The shameful attack on the Togo football team coach in the Angolan enclave of Cabinda has, it seems, persuaded the players to withdraw from the Africa Cup of Nations tournament. As organizers were Saturday night trying to persuade them to change their mind, it was suggested other teams might also quit the competition.
Responsibility for the assault which killed an assistant coach, a press officer and the driver of the vehicle has been claimed by the Front for the Liberation of the Enclave of Cabinda (FLEC), a rebel group seeking independence for the province, which is the heart of Angola’s hydrocarbon production. That FLEC should claim credit for a cowardly terror attack on an outstanding African football team, whose performance has inspired millions of Africans, once again underlines how far removed terrorists place themselves from decency and common humanity.

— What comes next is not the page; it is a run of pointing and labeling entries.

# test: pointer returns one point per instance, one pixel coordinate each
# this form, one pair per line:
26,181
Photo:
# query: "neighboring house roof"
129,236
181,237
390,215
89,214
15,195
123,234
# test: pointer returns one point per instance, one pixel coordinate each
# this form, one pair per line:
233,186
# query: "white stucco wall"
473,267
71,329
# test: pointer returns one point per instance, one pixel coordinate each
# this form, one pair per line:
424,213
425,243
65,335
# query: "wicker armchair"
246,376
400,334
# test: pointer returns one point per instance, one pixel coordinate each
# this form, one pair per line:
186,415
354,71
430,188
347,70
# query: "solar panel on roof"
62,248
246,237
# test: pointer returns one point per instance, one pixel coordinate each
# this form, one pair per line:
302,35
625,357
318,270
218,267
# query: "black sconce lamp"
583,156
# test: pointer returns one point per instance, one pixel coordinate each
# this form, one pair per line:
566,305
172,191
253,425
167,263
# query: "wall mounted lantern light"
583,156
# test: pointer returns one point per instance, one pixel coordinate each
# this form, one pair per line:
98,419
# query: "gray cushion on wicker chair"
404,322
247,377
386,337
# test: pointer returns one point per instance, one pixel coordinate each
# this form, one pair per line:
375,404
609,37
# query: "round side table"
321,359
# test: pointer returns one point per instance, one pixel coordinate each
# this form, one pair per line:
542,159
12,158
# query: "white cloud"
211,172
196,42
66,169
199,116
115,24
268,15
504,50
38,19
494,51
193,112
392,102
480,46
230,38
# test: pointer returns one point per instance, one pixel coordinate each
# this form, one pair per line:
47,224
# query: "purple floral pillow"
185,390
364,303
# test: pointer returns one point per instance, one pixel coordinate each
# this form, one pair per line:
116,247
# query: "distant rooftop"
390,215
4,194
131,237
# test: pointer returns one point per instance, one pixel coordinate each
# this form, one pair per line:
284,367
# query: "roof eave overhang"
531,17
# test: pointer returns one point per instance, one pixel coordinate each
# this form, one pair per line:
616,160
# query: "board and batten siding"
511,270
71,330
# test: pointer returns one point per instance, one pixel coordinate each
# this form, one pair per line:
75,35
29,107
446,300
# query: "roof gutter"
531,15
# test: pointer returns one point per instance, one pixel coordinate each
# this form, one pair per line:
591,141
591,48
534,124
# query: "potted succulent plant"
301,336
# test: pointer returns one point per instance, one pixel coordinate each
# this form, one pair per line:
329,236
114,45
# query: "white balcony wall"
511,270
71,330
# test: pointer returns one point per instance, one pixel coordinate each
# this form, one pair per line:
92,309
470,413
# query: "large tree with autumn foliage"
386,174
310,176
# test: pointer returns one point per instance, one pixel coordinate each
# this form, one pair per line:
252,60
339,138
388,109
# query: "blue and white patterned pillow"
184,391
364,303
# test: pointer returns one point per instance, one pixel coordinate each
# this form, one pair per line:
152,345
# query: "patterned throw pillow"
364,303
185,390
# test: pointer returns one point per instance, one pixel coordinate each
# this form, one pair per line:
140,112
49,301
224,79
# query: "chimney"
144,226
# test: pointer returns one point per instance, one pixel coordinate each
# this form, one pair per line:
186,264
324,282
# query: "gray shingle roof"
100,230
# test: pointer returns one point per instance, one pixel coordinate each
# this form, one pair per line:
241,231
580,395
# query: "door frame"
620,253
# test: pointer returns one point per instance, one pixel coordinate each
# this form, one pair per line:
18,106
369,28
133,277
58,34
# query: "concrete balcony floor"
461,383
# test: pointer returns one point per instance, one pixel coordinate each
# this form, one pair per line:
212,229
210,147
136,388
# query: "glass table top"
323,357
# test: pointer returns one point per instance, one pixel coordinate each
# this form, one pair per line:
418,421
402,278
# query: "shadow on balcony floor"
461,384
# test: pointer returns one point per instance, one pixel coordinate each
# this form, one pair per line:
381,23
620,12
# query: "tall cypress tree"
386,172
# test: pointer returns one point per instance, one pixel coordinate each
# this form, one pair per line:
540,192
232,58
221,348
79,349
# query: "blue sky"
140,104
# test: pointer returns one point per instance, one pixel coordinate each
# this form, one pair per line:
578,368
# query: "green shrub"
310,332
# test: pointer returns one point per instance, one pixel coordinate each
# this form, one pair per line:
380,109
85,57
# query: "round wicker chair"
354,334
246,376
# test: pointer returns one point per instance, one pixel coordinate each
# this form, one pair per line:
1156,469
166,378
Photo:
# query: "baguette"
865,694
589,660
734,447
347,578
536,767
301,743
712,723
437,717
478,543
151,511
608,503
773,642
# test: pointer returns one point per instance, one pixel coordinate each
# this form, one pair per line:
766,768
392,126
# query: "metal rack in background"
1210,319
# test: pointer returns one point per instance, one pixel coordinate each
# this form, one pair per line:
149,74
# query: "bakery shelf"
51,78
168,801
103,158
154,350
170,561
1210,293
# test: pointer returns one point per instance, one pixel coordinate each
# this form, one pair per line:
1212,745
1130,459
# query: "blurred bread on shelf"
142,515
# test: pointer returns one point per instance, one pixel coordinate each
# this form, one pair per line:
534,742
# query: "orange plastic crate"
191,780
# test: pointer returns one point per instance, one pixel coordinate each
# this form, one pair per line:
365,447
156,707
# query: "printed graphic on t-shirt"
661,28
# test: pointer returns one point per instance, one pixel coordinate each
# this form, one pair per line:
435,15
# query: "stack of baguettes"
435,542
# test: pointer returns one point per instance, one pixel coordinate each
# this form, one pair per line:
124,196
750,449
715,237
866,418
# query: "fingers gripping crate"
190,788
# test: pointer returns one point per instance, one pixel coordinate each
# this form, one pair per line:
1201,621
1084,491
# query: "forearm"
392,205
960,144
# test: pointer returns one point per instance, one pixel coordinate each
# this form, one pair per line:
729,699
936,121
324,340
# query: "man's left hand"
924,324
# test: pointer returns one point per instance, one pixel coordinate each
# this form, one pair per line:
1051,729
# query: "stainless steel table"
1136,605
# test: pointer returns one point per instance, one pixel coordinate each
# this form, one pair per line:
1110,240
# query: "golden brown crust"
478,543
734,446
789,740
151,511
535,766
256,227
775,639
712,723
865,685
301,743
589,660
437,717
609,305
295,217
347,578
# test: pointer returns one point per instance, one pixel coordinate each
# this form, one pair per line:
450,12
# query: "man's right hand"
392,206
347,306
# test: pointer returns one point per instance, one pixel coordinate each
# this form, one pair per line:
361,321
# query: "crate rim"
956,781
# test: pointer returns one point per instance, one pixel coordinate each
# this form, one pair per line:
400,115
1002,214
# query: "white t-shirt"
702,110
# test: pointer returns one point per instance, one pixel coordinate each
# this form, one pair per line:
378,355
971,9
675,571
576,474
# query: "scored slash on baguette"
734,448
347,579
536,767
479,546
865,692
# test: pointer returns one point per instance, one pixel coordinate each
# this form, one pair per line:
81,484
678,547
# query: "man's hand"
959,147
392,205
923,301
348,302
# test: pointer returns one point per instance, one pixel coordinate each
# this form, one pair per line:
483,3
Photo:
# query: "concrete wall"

This tragedy is, however, about more than the callous act of another ruthless terror group. It presents important and alarming security questions about the World Cup football tournament, which starts in June in South Africa.
The organizers of the Africa Cup have done themselves little credit in their reaction to the attack. Their first response was to deny it had even taken place. Then they said the Togo team had broken an agreement that all teams would travel between venues by air. They claimed they had not been aware the players and their party would be traveling overland. Yet the half-hour attack on the team bus shortly after it entered Angolan territory from Congo-Brazzaville was only stopped from being a wholesale massacre by the presence of two cars of security agents who engaged the attackers with their own weapons. It is not yet confirmed, but it appears this escort was provided by the organizers, in which case they knew perfectly well the Togolese were arriving overland. If all competitors were obliged to travel by air, it seems extraordinary that tournament officials were not preparing a welcome for one of the competition’s star teams at Cabinda airport and would have asked on which flight it would be arriving. That alone would have allowed them to discover that the team was traveling by road.
Then there was the assurance last month by the Angolan government that they had put in place the highest level of security for all teams and spectators at the competition. When asked about the danger of a FLEC attack, one government minister, himself a former FLEC commander, went so far as to say the group no longer existed as anything more than a few protesters. If the Africa Cup organizers and the Angolan authorities really are seeking to shift the blame for the attack and for their own shortcomings onto the Togolese team, then it is discreditable.
It must be hoped that South African football bosses are watching and learning from Angola’s security debacle. Their country may lack internal strife but sadly the immensely high-profile World Cup must be considered as an international terror target. Security, therefore, needs to be of the very highest order indeed.